The music matches effortlessly the picturesque poetry.  Right from the unprecedented opening, with the piano in its lowest range, doubled by timpani, accompanying the theme in the low strings and winds - most notably trombones (traditionally symbolic of Hades) - a powerful image is suggested: the chasm of Hell relentlessly cracking open in a mighty earthquake.  The instrumentation, perhaps ugly by conservative standards, even seems to give off an offensive stench of sulfur.  It is surely one of Liszt’s most demonic strokes, and will continue to intrigue composers almost a hundred years later.  The piano follows with three wild cadenzas traversing the keyboard all the way to the top, then all the way to the bottom: a terrifying image of the minions of Satan bursting forth from the opened chasm and gaining ground on Earth.

Following that, there comes a tableau of variations based on the theme proper.  A contemporary biographer of Liszt’s, Richard Pohl, astutely commented: "Every variation discloses some new character—the earnest man, the flighty youth, the scornful doubter, the prayerful monk, the daring soldier, the tender maiden, the playful child."  Indeed, the Holbein series of wood-cuttings depicts all these characters and more visited by Death.

A second tableau of variations gives a nobler, less devilish version of the theme, harmonized with a modal flair.  In these variations, the texture becomes noticeably lighter and more brilliant, giving an effective contrast to the dark and foreboding music of the previous variations.  The main theme does return, however, and in a devilish turn of events the piece closes with a chromatic scale cascading downwards, signaling the return of Satan and his minions to Gehenna, mortal souls in tow.

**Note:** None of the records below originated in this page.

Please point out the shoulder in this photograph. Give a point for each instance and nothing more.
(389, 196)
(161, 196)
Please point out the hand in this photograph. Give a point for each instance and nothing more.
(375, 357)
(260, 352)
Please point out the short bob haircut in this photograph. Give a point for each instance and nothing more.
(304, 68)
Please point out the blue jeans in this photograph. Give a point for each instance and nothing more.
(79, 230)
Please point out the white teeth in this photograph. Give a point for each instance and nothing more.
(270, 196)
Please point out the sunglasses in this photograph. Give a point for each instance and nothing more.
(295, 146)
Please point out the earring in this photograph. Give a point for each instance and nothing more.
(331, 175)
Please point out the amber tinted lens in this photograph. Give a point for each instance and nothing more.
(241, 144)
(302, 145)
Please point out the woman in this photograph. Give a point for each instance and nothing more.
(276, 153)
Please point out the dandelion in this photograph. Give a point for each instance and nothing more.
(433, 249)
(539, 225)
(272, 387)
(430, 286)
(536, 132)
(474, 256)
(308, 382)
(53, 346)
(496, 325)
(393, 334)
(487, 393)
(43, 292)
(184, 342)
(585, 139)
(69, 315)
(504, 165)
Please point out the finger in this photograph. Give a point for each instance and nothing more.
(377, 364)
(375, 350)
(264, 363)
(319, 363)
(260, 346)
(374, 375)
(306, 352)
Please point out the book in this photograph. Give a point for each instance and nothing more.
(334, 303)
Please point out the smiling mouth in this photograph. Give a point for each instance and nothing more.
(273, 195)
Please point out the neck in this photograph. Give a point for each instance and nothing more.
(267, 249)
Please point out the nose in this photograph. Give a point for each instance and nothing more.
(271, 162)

Throughout the whole piece, Liszt creates a practical catalog of haute-virtuose: rapidly alternating chords, tempestuous octaves, Liszt-octaves (fast octaves alternated between hands), brilliant and ornamented runs, glissandi, lightning-fast repeated notes and chords, treacherous leaps, contrapuntal playing, polyrhythmic passages, and massive scales.  One of his ultimate trademarks, lyrical bel canto passages, are conspicuously missing, and that proved to be the biggest boon for composers of the future.  In this unique, radically austere approach to piano technique, Liszt was the first to understand the inherently percussive nature of the piano.  Everyone strove to make it sing like an opera star, or articulate like winds, or make legato like strings - including Liszt - but he was the first to take it a step further.  Composers that were drawn to this piece included Busoni, Bartók, Prokofiev, and Rachmaninoff, innovators in the realm of piano, who definitely exploited the percussive nature of the piano as handed down by Liszt. 

While certainly not a neglected work, Totentanz is not as familiar as the other Liszt concerti.  Its aesthetic is perhaps slightly more foreign to us today, as threats of eternal damnation tend to hold little water with the regular concert-going public.  Still, the sheer innovatory quality sustained through the whole concerto is enough to give us a thrill, even if unaccompanied by visions of wailing and gnashing of teeth.